Une objection prévisible est la suivante : il faut replacer cet extrait dans son contexte, la première moitié du XXe siècle. Elle ne tient pas. Lévis-Strauss souligne que Rousseau, qu’il considère comme le fondateur de l’ethnologie, se situait, deux siècles plus tôt, dans une perspective radicalement différente :
Seul Rousseau a su s’insurger contre cet égoïsme : lui qui, dans la note au Discours que j’ai citée, préférait admettre que les grands singes d’Afrique et d’Asie, maladroitement décrits par les voyageurs, fusent des hommes d’une race inconnue, plutôt que de courir le risque de contester la nature humaine à des êtres qui la posséderaient. [1]
La note de Rousseau est très longue.
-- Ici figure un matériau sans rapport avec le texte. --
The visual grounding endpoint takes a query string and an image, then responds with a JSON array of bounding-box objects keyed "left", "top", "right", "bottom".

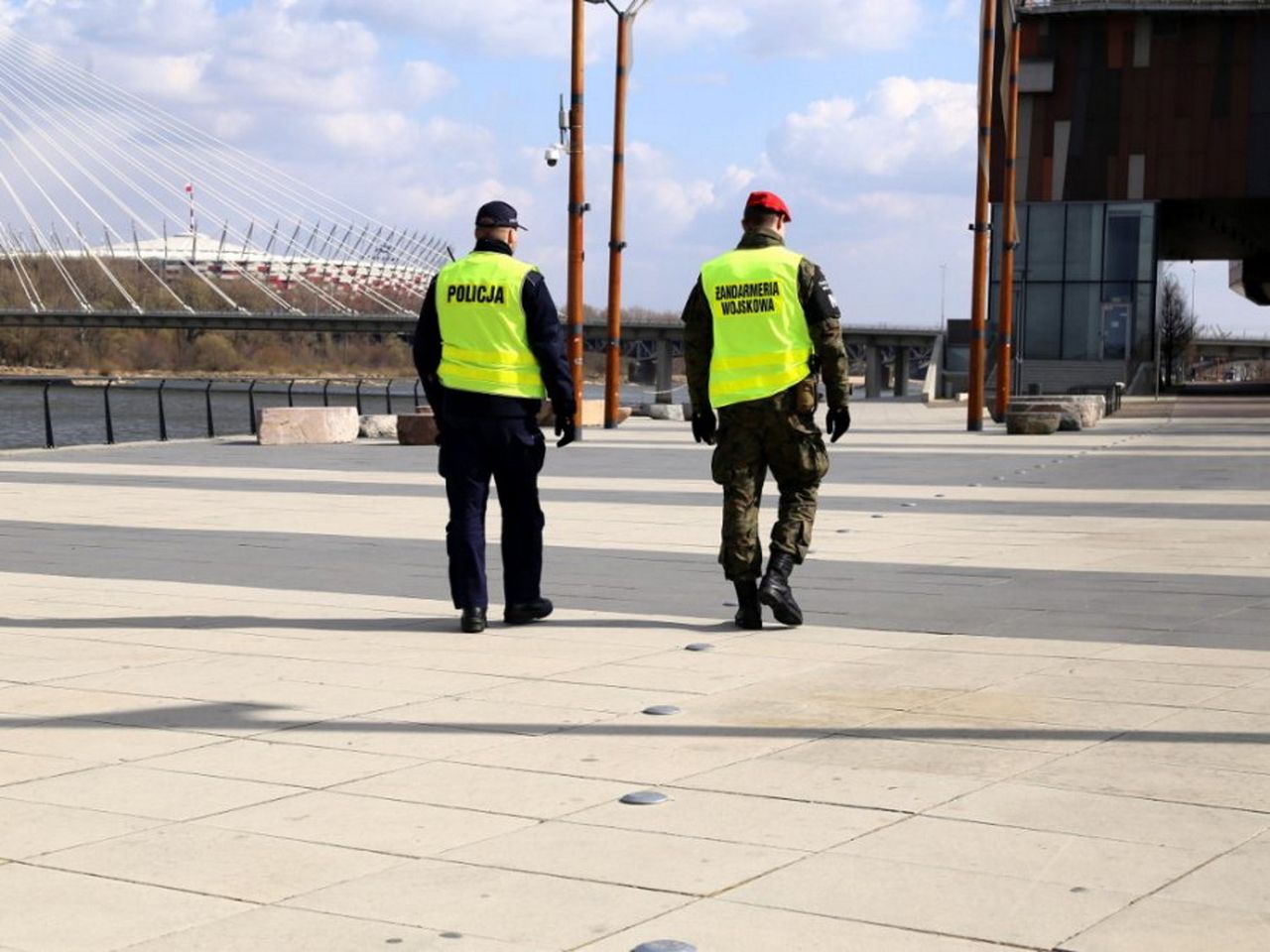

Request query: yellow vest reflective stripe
[
  {"left": 701, "top": 245, "right": 812, "bottom": 408},
  {"left": 437, "top": 251, "right": 546, "bottom": 400}
]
Une lecture attentive montre que l’auteur de Tristes Tropiques ne force pas le texte :
Toutes ces observations sur les variétés que mille causes peuvent produire et ont produit en effet dans l’espèce humaine, me font douter si divers animaux semblables aux hommes, pris par des voyageurs pour des bêtes sans beaucoup d’examen, ou à cause de quelques différences qu’ils remarquaient dans la conformité extérieure, ou seulement parce que ces animaux ne parlaient pas, ne seraient point en effet de véritables hommes sauvages, dont la race dispersée anciennement dans les bois n’avaient eu occasion de développer aucune de ses facultés virtuelles, n’avait acquis aucun degré de perfection, et se trouvait encore dans l’état primitif de nature. [2]
Deux ans plus tôt, dans ses Lettres parues en 1752, Maupertuis (1698-1759) tenait des propos proches :
Mon corps est animé d’un esprit qui s’aperçoit lui-même ; je juge de là que d’autres corps semblables au mien, le sont aussi. Je serais ridicule si une taille un peu plus haute ou un peu plus basse, si des traits un peu différents, me faisaient refuser une âme aux autres hommes de mon espèce : des traits plus différents encore, une peau noire ne m’autoriseront pas plus à priver d’âme les habitants de l’Afrique. J’aperçois encore de plus grandes des variétés ; je vois des espèces d’hommes plus difformes et plus velus : leur voix ne forme plus des sons articulés comme les miens : je puis peut-être en conclure qu’ils ne sont pas faits pour vivre en société avec moi : mais je n’en dois pas conclure qu’ils n’aient pas d’âme. [3]
On peut considérer l’humanité comme un club privé qui ouvre progressivement ses portes. L’humanisme consiste à n’exclure personne en fonction de son sexe, de sa race, de son milieu social, de son niveau intellectuel ou de quelque autre critère. Certains ouvrent la porte à tous dont Rousseau et Maupertuis et seraient prêts à décaler vers le bas la limite entre le monde humain et le monde animal. À l’entrée du club, Saint-Exupéry refusent ceux qui ne peuvent montrer patte blanche, dont le faciès ne lui convient pas. Il décale, lui aussi la limite, mais vers le haut Son racisme affirmé est incompatible avec l’humanisme.
[1] LÉVI-STRAUSS Claude, Anthropologie structurale deux, Plon, 1973, p. 54.
[2] ROUSSEAU Jean-Jacques, Discours sur l’origine et les fondements de l’inégalité entre les hommes (1754), dans Œuvres complètes, III, Gallimard, Pléiade, 1964, p. 208 (note X de la page 243).
[3] MAUPERTUIS Pierre Louis Moreau de, « Lettre V. Sur l’âme des bêtes » dans Lettres de Monsieur de Maupertuis, Berlin, 1753, p. 42. Il faut lire Les Animaux dénaturés (1952) de Vercors, roman centré sur cette question de la limite entre le monde animal et le monde humain.